Yoshino Sakuzo (1878–1933) was a Japanese political thinker and leader of the Taisho democracy movement. He is best known for his formulation of the political theory of minponshugi, or “politics of the people.” Born into a middle-class merchant family, Yoshino was converted to Christianity in high school. During his years as a law student, he joined the Hongo Church, where he came under the influence of Christian socialists Abe Isoo and Naoe Kinoshita. Two years after Yoshino’s graduation in 1904, he went to China as a private tutor to the son of Yuan Shikai, a Chinese warlord. Yoshino returned to China in 1909 to become an assistant professor at Tokyo Imperial University. He was in Europe from 1910 to 1913, during which time he came into contact with European intellectuals.

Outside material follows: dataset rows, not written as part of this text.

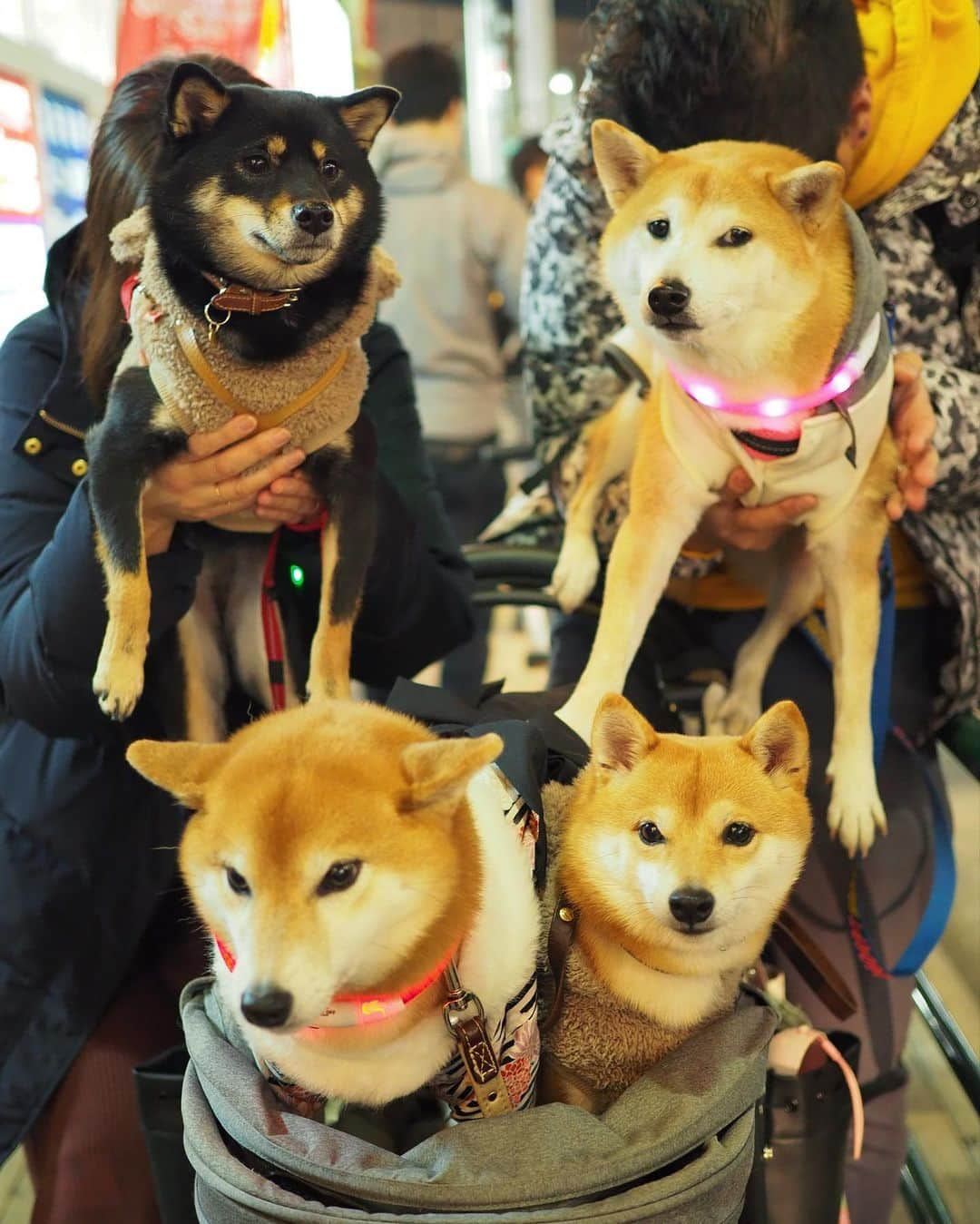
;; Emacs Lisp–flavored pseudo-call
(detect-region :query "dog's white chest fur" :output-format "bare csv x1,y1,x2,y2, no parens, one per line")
225,766,538,1105
611,323,893,533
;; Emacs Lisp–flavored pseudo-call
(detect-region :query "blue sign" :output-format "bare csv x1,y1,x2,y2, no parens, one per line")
38,89,92,242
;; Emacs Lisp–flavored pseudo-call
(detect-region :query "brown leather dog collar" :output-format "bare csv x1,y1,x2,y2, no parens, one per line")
201,271,299,315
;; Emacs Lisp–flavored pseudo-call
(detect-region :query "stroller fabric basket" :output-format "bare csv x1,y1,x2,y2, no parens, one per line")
181,978,776,1224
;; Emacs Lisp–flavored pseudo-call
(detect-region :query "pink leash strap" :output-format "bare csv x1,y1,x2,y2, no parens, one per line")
769,1024,864,1160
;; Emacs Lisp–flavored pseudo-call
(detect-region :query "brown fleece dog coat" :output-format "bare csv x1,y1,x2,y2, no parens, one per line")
538,782,739,1111
110,208,400,531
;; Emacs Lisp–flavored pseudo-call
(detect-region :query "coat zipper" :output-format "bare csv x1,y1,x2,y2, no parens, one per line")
38,407,85,442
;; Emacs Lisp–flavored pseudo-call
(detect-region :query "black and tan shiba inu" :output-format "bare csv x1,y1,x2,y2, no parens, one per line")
87,64,397,739
553,120,897,855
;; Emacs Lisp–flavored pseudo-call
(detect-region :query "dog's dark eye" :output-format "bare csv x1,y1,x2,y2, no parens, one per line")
317,858,361,897
241,153,271,174
718,225,752,246
225,867,252,897
636,820,667,846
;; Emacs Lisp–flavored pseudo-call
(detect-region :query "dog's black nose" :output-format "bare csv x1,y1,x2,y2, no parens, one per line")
668,888,714,926
292,200,334,238
647,280,691,318
241,985,292,1028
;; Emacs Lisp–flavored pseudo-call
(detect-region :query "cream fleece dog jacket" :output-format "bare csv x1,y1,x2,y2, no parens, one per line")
110,208,400,531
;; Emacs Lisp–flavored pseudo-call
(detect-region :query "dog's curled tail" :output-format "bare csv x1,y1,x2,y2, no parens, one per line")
109,207,149,263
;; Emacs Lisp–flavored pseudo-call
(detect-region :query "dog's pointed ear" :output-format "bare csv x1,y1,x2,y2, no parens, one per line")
126,739,229,808
401,734,505,811
324,84,401,153
769,162,844,234
593,119,662,210
166,61,231,140
591,693,660,774
739,701,810,792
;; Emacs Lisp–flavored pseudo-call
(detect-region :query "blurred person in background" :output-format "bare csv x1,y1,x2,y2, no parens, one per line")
372,44,527,698
0,55,472,1224
523,0,980,1224
509,136,548,208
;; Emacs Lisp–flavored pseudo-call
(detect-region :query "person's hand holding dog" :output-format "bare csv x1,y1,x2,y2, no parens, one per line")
688,351,938,552
143,416,319,557
886,350,940,523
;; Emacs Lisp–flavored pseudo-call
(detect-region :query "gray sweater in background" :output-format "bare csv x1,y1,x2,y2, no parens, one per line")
372,125,527,442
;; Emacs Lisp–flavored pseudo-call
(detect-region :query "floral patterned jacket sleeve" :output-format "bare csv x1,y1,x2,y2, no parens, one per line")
863,87,980,727
521,113,622,462
521,89,980,726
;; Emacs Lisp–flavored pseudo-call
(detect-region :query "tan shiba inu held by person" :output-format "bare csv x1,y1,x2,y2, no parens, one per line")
538,695,811,1112
554,120,897,855
127,700,538,1116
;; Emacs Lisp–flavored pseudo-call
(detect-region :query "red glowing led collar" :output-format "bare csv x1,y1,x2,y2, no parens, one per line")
213,935,459,1030
671,315,881,420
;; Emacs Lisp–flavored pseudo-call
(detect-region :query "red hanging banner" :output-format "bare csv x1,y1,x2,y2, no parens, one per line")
116,0,291,87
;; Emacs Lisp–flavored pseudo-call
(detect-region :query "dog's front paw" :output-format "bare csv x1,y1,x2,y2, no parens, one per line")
555,693,596,743
551,531,600,612
306,674,350,701
92,650,143,722
827,761,888,858
701,681,762,736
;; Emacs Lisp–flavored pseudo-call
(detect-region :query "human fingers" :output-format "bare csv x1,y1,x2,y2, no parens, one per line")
181,416,258,463
730,494,818,551
193,429,290,485
201,446,306,502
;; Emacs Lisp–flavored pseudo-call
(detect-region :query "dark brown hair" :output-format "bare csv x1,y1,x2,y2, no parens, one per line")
382,43,463,125
73,53,266,409
583,0,865,161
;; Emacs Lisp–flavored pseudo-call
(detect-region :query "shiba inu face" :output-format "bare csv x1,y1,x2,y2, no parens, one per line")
127,701,502,1033
561,697,811,973
593,120,850,388
149,64,397,289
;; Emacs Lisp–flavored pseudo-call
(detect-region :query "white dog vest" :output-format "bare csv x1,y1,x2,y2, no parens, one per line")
611,313,893,533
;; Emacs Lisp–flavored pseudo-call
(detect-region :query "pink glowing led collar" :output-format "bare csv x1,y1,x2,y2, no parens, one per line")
671,315,881,420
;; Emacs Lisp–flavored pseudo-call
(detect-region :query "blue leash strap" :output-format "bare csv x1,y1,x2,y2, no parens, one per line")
848,727,956,978
804,540,956,978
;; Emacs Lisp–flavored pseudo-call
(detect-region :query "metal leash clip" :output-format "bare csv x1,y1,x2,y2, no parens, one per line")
443,961,514,1118
443,961,487,1037
204,284,231,340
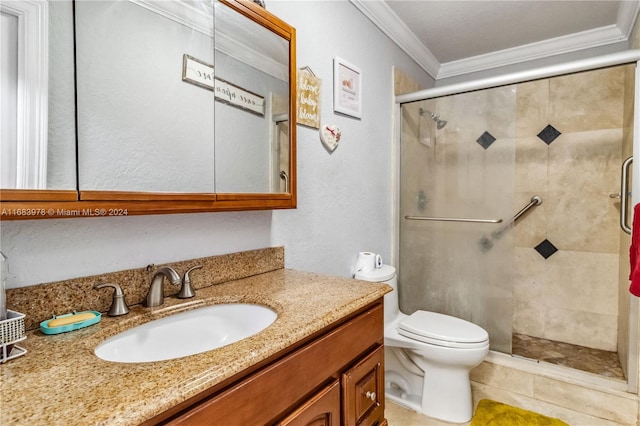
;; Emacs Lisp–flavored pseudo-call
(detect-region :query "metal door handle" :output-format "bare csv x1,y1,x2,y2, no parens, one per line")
620,156,633,234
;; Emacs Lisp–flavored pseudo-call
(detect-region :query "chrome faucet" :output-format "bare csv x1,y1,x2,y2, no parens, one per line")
142,266,182,308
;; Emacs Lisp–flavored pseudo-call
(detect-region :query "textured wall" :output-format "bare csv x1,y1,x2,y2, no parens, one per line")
0,1,433,287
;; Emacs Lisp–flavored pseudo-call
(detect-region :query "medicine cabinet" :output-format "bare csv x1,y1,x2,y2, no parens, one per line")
0,0,296,220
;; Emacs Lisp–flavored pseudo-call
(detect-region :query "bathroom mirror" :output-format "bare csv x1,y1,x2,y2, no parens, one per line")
1,0,296,220
0,0,76,193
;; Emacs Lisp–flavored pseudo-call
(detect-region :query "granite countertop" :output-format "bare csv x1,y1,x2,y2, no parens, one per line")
0,269,391,426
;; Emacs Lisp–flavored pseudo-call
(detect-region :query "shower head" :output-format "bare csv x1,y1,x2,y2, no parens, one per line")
420,108,447,130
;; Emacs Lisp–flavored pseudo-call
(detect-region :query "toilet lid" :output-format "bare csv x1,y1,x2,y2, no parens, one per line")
398,311,489,344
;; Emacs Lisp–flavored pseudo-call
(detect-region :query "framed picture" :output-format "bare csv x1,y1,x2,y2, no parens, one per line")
333,57,362,118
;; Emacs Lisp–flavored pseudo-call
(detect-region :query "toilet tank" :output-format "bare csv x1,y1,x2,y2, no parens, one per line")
354,265,400,324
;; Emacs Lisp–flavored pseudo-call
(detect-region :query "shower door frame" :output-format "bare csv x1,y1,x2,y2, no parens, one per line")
391,49,640,394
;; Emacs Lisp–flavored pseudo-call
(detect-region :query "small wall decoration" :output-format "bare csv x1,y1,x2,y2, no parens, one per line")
333,57,362,118
296,67,322,129
320,125,342,152
182,54,265,117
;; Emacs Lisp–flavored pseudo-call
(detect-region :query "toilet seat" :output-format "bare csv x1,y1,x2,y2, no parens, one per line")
398,311,489,349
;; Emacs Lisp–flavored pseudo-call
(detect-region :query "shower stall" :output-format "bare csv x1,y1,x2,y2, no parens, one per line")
396,51,640,392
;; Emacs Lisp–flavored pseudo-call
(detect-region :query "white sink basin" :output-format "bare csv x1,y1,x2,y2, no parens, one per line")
95,303,277,362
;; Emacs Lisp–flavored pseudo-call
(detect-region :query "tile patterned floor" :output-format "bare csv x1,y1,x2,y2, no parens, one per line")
384,399,462,426
512,334,624,380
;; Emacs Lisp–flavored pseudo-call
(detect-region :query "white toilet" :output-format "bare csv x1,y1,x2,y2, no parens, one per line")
355,265,489,423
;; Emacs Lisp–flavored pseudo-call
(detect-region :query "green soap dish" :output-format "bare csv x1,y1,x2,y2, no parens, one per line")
40,311,102,334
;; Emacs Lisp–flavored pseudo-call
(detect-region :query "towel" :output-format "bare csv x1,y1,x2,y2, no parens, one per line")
629,203,640,297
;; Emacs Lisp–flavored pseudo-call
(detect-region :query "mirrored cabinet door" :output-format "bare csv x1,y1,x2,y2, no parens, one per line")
0,0,76,201
215,2,295,193
0,0,296,220
76,0,215,195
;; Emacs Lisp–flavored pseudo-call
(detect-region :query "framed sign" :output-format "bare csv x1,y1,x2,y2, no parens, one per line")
333,57,362,118
297,69,322,129
182,54,215,90
182,54,265,117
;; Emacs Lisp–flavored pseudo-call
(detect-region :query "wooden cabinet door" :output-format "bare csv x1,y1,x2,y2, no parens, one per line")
342,346,384,426
277,380,340,426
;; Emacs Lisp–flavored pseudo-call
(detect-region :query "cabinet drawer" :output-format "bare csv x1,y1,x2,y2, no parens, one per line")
342,347,384,426
168,305,384,426
276,380,340,426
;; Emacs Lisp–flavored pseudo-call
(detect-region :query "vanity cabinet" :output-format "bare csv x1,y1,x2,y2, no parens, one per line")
152,299,387,426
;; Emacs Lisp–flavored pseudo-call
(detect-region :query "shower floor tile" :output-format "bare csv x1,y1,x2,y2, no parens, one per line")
512,334,624,380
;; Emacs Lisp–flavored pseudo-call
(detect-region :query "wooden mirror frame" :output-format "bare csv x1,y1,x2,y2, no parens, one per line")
0,0,297,220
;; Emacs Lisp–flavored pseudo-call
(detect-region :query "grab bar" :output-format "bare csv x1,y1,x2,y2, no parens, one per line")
491,195,542,239
404,216,502,223
507,195,542,225
404,195,542,226
620,156,633,235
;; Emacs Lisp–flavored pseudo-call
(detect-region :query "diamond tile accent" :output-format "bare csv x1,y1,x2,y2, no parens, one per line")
538,124,562,145
535,239,558,259
476,132,496,149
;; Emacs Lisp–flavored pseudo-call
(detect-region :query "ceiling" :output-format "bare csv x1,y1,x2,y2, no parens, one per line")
351,0,640,79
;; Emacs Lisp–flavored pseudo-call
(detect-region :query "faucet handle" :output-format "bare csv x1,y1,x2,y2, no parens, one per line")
93,283,129,317
178,265,202,299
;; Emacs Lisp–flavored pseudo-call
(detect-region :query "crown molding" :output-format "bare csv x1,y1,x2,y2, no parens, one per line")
350,0,640,80
436,25,627,79
349,0,440,78
616,0,640,39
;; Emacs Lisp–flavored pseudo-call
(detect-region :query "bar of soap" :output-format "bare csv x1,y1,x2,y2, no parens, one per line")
47,312,96,327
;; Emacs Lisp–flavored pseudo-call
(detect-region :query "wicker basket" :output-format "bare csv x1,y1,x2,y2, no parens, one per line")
0,310,27,363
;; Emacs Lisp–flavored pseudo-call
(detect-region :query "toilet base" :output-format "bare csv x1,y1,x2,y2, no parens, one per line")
420,368,473,423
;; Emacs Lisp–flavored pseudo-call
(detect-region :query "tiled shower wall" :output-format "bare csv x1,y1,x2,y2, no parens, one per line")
513,67,626,351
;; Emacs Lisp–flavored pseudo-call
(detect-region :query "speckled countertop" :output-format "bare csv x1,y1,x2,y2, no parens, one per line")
0,269,390,425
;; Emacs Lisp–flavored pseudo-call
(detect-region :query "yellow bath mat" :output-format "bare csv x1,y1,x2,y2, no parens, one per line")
471,399,569,426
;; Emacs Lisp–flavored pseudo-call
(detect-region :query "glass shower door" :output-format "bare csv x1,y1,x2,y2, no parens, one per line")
398,86,529,354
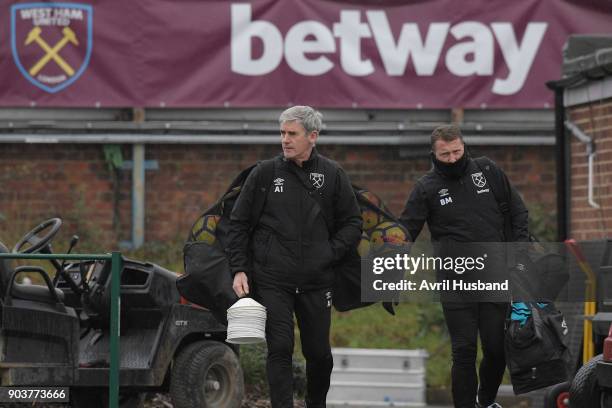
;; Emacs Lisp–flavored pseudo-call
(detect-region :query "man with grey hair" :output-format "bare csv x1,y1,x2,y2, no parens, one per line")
229,106,362,408
400,125,528,408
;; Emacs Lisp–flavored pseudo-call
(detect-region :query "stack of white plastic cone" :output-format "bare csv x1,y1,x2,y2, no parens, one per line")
226,298,266,344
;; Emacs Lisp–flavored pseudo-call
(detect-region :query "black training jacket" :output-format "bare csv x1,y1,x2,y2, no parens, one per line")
229,150,362,291
400,159,528,242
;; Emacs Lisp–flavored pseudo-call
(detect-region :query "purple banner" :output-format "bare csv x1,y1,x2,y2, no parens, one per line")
0,0,612,108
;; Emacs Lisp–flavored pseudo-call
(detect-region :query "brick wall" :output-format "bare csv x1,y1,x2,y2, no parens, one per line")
569,99,612,240
0,142,556,250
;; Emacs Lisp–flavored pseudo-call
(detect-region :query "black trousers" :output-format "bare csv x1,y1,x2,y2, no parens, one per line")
442,302,508,408
255,286,334,408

While at Tokyo Imperial University, Yoshino began writing articles on politics in the Chuo Koron (Monthly Review), calling for the establishment of a constitutional government. In 1918 he founded the Reimeiki (Enlightenment Society) and held lectures with another leader of the democratic movement, Oyama Ikuo. They called for the introduction of adult suffrage and a reduction in the constitutional powers of the Upper House of the Diet, the Privy Council, and the military. The Bolshevik Revolution of 1917 brought challenges to the democratic movement and Yoshino was forced to resign from the university and take a job as an editorial writer for the newspaper Asahi Shimbun. However, his articles were censored and he was once again forced to resign. He then founded the Meiji Bunka Kenkyukai (Meiji Culture Research Association) and published under its auspices an encyclopedic twenty-four volume work titled Meiji Bunka Zenshu (1929–1930). During this period he worked to create a united front of noncommunist liberal democratic parties.
Arguably Yoshino’s most important work was On the Meaning of Constitutional Government, which defined his career. Although he was a democrat, his vision of Japanese democracy differed from the European models. While critical of imperial authoritarianism, Yoshino rejected the concept of natural rights as the basis of democracy because the concept was alien to Japanese traditions. Instead, he based his argument on the well-being of the people. According to Yoshino, democracy was based on two fundamental premises: the first, minshu shugi, held that sovereignty was vested in the people. The second, minpon shugi, held that the welfare of the citizens was the ultimate goal of the state. This reasoning made it unnecessary for the Japanese to accept the theories of European philosophers John Locke and Jean-Jacques Rousseau, among others, regarding the philosophical content of democracy; it was enough to borrow the democratic institutions and modify them to the Japanese environment. Even this idea of a constitutional monarchy was a radical one in pre–World War II (1939–1945) Japan. It was only after Japan’s humiliating defeat in the war that Yoshino’s ideas were validated. Yoshino’s collected writings have been published in eight volumes.
Bibliography:
- Silberman, Bernard. “The Political Theory and Program of Yoshino Sakuzo.” The Journal of Modern History 31 (December 1959): 310–324.
- Sogoro,Tanaka. Yoshino Sakuzo. Tokyo: Miraisha, 1958.